Mesa County suicide rates hit all time high
The Mesa County Coroners office just released new suicide statistics for our area and the numbers are concerning.
Mesa County is seeing a record number of people taking their own lives.
The report shows suicide rates reached an all time high in Mesa County last year.
The numbers seem to be raising questions, as mental health experts try to figure out why so many people on the western slope are taking their own lives.
"Since we've been keeping electronic record, it is the utmost high we've had," said Kim Hollingshead, the Chief Deputy Coroner of Mesa County.
47 people took their own lives last year in Mesa County, a grim number that's never before been reached, but Hollingshead says with most suicides... the warning signs are there.
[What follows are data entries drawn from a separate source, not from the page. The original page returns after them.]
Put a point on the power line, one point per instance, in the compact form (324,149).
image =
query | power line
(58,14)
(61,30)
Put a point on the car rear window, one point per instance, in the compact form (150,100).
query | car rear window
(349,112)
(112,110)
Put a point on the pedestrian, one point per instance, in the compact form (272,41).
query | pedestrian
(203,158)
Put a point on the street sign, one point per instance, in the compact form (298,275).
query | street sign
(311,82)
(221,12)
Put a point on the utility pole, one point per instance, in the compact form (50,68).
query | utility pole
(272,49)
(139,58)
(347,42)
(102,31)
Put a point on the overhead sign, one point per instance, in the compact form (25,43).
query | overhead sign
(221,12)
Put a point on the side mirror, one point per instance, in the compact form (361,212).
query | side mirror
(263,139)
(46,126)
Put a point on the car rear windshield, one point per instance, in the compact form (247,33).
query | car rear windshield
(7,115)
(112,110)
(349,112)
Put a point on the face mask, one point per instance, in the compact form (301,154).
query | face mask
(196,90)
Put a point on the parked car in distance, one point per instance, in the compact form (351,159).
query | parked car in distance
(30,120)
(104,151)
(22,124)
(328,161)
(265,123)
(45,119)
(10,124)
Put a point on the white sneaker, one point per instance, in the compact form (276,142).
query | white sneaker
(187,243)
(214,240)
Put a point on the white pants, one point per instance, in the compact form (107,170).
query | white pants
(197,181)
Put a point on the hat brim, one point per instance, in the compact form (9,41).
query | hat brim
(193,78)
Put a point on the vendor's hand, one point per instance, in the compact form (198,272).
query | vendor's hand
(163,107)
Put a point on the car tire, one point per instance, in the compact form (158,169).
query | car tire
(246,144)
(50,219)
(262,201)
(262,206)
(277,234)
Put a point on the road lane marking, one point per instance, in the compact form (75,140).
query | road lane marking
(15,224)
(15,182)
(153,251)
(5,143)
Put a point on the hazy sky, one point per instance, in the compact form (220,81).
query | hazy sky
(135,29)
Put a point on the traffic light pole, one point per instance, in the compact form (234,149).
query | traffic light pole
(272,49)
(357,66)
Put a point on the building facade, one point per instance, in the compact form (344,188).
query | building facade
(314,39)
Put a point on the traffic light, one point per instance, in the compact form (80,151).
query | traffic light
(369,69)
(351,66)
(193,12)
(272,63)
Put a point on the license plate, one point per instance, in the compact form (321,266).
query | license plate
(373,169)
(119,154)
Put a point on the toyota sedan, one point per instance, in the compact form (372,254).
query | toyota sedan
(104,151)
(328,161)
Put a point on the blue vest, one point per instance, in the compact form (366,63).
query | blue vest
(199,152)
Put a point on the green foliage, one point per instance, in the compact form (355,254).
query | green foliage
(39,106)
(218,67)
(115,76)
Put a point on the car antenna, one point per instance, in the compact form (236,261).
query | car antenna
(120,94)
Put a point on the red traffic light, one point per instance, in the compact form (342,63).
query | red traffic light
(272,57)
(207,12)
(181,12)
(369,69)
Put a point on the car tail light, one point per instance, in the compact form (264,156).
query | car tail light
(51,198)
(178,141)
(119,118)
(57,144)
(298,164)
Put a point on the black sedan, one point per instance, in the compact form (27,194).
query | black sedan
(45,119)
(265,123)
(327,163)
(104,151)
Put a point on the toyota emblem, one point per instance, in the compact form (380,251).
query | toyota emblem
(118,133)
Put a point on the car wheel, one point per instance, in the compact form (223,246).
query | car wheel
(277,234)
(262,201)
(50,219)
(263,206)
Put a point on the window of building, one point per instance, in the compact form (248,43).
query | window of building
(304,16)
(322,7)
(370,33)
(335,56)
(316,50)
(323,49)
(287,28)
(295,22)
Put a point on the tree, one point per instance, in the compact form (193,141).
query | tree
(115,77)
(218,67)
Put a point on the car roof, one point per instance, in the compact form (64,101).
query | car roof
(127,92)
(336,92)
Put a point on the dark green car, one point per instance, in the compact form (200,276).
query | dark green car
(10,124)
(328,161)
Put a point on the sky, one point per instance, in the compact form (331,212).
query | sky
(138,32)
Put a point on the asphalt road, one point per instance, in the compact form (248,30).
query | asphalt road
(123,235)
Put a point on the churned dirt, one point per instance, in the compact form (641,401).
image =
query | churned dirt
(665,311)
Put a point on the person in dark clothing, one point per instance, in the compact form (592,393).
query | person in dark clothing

"The person has expressed suicidal ideations previously, up to about 40% of the people that have committed suicide," added Hollingshead
The rate of suicide in Mesa County is now three times the national average.
President of the National Alliance on Mental Illness, Leslie Kent, thinks the attitudes of Mesa County residents may contribute to our high suicide rate.
"I'm thinking that people here on the western slope, do have that attitude of we're just going to buck up, we're going to pull ourselves up by our bootstraps and we're just going to get through it. We're dealing with stigma, nobody wants to go to the doctors and be diagnosed with a mental health disorder," said Kent.
"Why we're experiencing high suicide rate is kind of the 64 thousand dollar question. There’s a lot of studies going on whether it's the wild west spirit, where it's the availability of guns, we even have some studies looking at whether it's our oxygen level that contributes to the demise of people living here," explained Hollingshead.
But while experts have different ideas on what may cause the higher rates in our area, both Hollingshead and Kent agree that education and awareness can help reverse a disturbing trend.
"What we need to do is a better job help those people surrounding the suicidal person to know how to respond and what actions to take," said Hollingshead.
Kent added, "90% of people who either die of suicide or attempt suicide, are un-diagnosed or diagnosed with a mental health disorder. That's why mental health education is so very important."